I knew these moments would come to an end one of these days, but I didn't realize how quickly the time would go. I was too busy washing cloth diapers, preparing bottles, picking up toys, diapering, feeding, and being a "mommy" to notice that my little ones were no longer so little. Then these past few years, once that realization sunk in, I have been adjusting to their being in "middle childhood," and I have gotten used to them developing into teenagers and being so smart and learning lots of new things. But, still, I thought time wouldn't go so fast. Instead, it's only gone faster.

Today, we received Robert's senior picture info and his photography appointment time. And it has really sunk in, for a moment anyway, that my children are almost grown. All those big & little moments will, in just a few more years, come to an end. I am about to take another of those "big" steps we parents have to take, ready or not, whether I want to or not. We've been talking college and adulthood and life plans and "stuff" (Robert, Rob, & me) this past year, but I'm slow to wrap my brain around these things. Robert knows where he wants to go and what he wants to do after graduation, and he will still be around here for a few more years, but, still, it's going to be different soon. He's almost an adult, and I have to start letting go more and more. And then, it will be Barbara's turn and then Matthew's shortly afterwards. I'm not going to get much of a break between them all or have much time to prepare for my new parenting stage.

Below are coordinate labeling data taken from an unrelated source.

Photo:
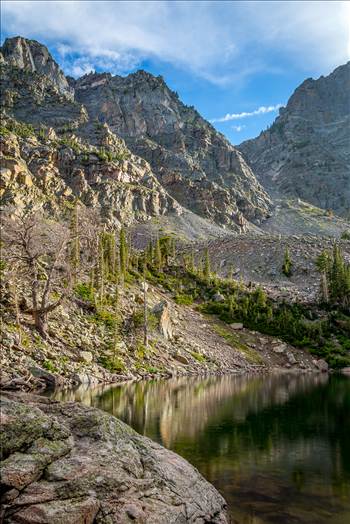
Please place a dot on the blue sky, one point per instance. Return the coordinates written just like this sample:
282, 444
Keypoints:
236, 62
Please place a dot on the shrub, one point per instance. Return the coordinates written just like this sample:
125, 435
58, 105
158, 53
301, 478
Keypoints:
184, 299
198, 356
85, 292
113, 364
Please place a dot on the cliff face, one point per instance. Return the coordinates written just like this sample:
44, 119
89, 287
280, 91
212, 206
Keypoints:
35, 57
192, 165
51, 153
194, 162
306, 152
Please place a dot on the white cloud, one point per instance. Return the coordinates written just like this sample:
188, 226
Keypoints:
237, 116
223, 42
238, 128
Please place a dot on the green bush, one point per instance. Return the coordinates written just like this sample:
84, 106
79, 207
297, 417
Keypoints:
103, 316
183, 299
85, 292
113, 364
198, 356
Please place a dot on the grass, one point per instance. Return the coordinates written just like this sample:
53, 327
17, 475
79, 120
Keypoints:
198, 356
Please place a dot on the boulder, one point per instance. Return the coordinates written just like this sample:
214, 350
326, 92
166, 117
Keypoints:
162, 312
50, 379
86, 356
291, 358
66, 462
218, 297
281, 348
182, 359
321, 365
236, 325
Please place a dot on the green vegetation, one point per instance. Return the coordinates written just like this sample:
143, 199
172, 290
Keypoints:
20, 129
345, 235
322, 331
113, 364
287, 264
198, 356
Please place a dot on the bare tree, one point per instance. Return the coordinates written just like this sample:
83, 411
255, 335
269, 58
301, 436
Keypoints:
39, 248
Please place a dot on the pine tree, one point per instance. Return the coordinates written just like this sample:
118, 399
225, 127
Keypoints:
123, 253
75, 242
100, 271
206, 265
157, 255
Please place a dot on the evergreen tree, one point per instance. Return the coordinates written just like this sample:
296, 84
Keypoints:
206, 264
123, 253
157, 255
74, 241
287, 264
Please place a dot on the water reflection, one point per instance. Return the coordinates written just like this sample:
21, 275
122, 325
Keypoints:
277, 447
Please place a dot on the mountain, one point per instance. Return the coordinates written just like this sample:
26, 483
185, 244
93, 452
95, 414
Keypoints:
191, 165
196, 164
306, 151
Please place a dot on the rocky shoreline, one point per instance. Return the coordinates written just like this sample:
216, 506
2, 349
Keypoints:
65, 462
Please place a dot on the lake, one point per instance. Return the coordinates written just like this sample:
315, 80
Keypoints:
277, 447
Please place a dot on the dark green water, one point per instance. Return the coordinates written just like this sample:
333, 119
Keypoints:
276, 447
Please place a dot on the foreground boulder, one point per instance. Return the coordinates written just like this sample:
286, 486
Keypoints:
67, 463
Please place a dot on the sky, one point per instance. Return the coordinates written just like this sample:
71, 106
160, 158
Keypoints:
235, 62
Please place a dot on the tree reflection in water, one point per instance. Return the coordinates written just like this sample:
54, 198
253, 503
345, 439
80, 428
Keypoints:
276, 446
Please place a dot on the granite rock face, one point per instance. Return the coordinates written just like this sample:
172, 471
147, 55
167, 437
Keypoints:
306, 151
32, 56
185, 160
192, 161
69, 463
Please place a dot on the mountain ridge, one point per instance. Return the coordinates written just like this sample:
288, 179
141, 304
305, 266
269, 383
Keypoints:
306, 151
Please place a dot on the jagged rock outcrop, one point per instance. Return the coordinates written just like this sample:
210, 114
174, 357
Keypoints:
194, 162
191, 161
43, 170
32, 56
306, 152
70, 463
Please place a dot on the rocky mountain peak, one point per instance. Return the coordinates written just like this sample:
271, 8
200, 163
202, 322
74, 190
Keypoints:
306, 151
34, 57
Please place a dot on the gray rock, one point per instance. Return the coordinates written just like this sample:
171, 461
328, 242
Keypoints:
50, 379
321, 365
162, 312
86, 356
309, 141
281, 348
291, 358
218, 297
236, 325
182, 359
102, 472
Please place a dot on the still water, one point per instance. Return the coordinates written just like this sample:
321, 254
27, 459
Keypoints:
277, 447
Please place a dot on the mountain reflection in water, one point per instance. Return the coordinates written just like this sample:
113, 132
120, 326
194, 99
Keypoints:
277, 447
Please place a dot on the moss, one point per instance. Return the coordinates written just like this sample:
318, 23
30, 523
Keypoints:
184, 299
113, 364
50, 366
198, 356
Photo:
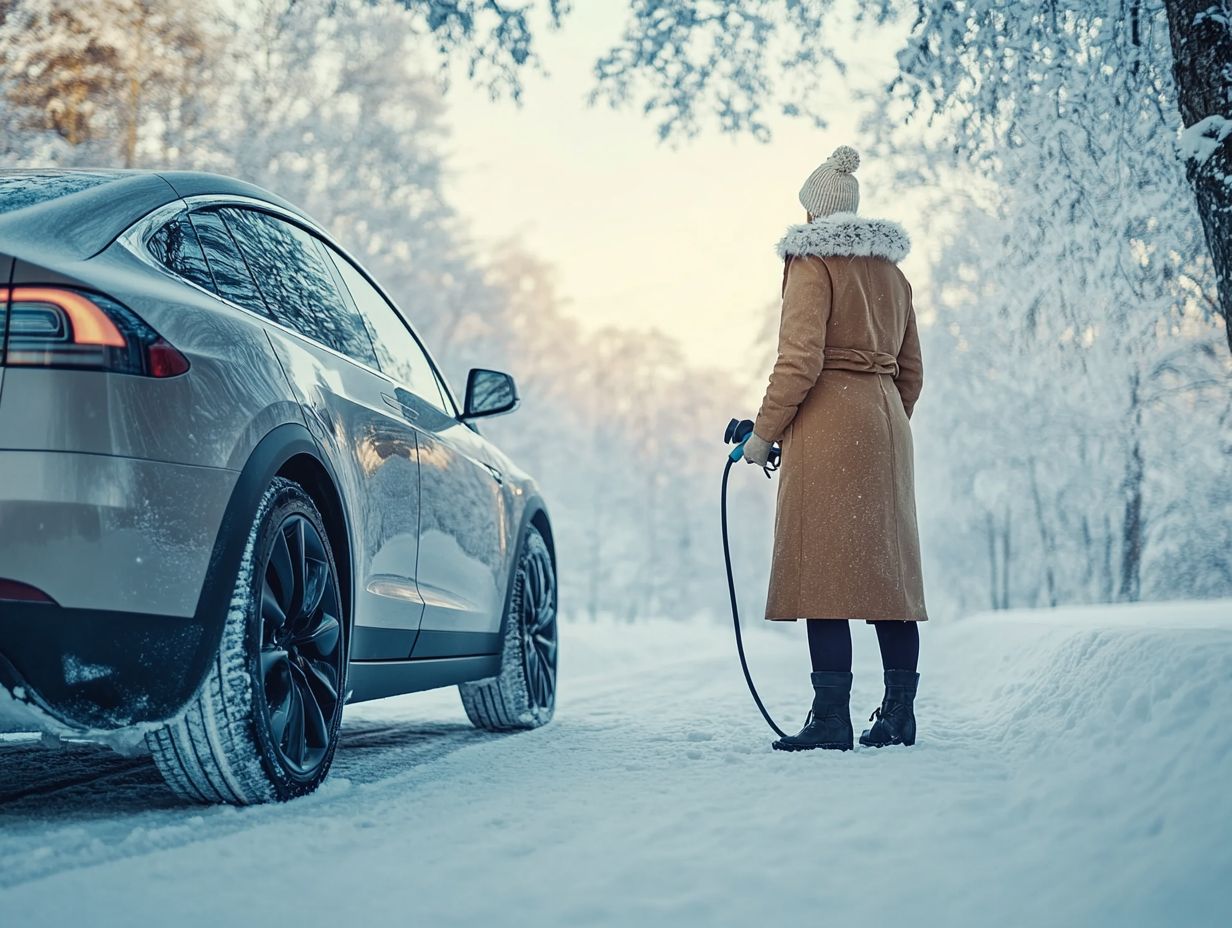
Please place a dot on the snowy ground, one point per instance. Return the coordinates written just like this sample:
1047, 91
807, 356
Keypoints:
1073, 769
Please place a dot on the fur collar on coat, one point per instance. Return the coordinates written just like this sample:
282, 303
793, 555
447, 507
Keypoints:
847, 236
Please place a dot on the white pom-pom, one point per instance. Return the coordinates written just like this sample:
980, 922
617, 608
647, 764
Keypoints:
845, 159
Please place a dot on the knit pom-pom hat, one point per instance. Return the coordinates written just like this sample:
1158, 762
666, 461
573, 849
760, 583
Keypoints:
833, 187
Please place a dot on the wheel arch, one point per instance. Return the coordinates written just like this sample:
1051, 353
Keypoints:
288, 451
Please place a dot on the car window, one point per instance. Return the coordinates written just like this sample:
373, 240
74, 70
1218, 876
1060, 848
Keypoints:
232, 280
397, 348
298, 287
176, 248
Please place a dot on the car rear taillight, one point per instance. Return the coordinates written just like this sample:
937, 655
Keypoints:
15, 592
58, 327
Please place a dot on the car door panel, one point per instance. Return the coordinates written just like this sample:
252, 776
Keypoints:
462, 567
373, 447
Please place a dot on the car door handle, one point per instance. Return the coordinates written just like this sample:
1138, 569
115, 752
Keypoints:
401, 404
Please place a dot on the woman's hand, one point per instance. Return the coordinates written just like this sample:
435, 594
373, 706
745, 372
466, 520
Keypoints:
757, 450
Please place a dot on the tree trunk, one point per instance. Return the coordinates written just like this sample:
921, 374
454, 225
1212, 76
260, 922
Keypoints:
1201, 51
1132, 526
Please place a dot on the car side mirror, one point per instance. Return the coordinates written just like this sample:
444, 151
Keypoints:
489, 393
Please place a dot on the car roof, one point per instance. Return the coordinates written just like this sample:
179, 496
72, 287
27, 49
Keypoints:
84, 222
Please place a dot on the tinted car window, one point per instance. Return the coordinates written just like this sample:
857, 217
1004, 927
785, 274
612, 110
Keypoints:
397, 349
25, 189
297, 284
176, 248
232, 279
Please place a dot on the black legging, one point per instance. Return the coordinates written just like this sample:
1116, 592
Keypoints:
829, 645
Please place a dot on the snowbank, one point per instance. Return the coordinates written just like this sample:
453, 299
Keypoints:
1072, 769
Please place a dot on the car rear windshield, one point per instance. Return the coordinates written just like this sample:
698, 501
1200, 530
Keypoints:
22, 189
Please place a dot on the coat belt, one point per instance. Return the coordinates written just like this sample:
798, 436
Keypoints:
856, 359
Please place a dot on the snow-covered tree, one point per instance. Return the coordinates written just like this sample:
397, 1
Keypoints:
1201, 42
95, 74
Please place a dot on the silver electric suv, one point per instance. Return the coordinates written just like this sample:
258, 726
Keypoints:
235, 492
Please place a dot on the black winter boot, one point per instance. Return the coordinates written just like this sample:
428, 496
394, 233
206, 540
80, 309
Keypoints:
829, 724
896, 716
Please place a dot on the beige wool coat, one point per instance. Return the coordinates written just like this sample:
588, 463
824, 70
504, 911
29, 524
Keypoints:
847, 378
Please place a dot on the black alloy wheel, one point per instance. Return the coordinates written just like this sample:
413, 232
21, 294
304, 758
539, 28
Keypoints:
301, 653
539, 627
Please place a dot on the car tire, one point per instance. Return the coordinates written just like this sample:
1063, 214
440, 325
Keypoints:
265, 722
524, 694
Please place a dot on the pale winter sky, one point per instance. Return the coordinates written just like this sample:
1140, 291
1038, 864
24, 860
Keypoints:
643, 234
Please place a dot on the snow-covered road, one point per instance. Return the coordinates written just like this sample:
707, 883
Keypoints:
1072, 769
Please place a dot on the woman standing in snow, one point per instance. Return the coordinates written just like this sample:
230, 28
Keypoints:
839, 399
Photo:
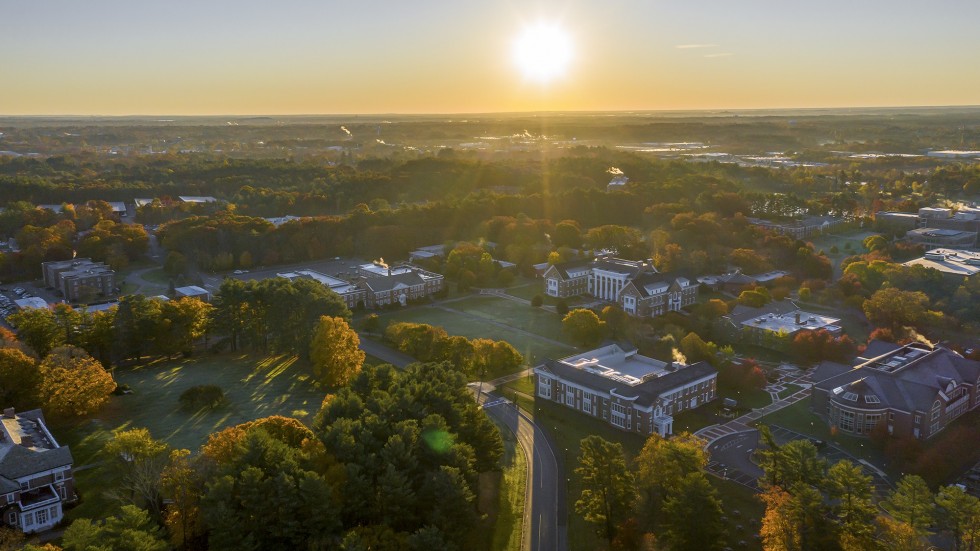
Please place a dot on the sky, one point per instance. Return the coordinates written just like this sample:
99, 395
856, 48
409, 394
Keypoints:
250, 57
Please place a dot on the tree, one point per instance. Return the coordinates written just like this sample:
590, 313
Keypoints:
911, 502
73, 383
130, 530
183, 485
959, 514
37, 328
895, 308
583, 326
662, 464
851, 489
335, 352
607, 485
19, 379
140, 459
779, 531
693, 515
615, 319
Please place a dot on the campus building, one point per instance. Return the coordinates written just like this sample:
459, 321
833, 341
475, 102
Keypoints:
385, 285
774, 325
79, 279
913, 391
629, 391
35, 473
635, 285
954, 263
352, 294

I know there will be lots of "other" moments after this stage of parenting. I know from my own "kid" experiences, that when you have a good parent you never stop needing help/info/advice or a relationship with your folks. I look forward to all those moments, whatever they may be- eating out together as adults at a nice restaurant (& not McDonald's), meeting future daughters-in-law & son-in-law, weddings, grandchildren, college graduations, family get-togethers where I can wait on my family like my momma has done for us for years, and hopefully, most important of all to me- a chance to be my kids' friends. And there are certainly parts of this stage of parenthood that I will not miss: being "dumber" than I thought :), listening to three know-it-all kids argue with each other and try to prove the others wrong, trying to help with homework I can't even understand, running, running, running, running (it will be nice to not have to be somewhere almost every night of the week again), all that $ spent on food and clothes and school expenses and gas, all that laundry, cooking, cleaning...

BUT, I am going to miss the noise too, and hearing "Mom" from across the house, and seeing my daughter wave goodbye to me everyday no matter the time of morning I leave or the weather outside or how sleepy she is, and watching my boys roughhouse together with each other or their dad, and having Robert talk to me about his friends and school, and playing a game or watching a movie with Matthew.

I am making sure I enjoy each day I have with my children because the days with them are numbered, and I want to make sure that I don't miss any of the "moments"- big or little. I want to catch them all and fill my mind full of all the times we have had, both good and bad, so someday I can tell my grandchildren about them and so that I can look back and remember all these steps I took with my kids.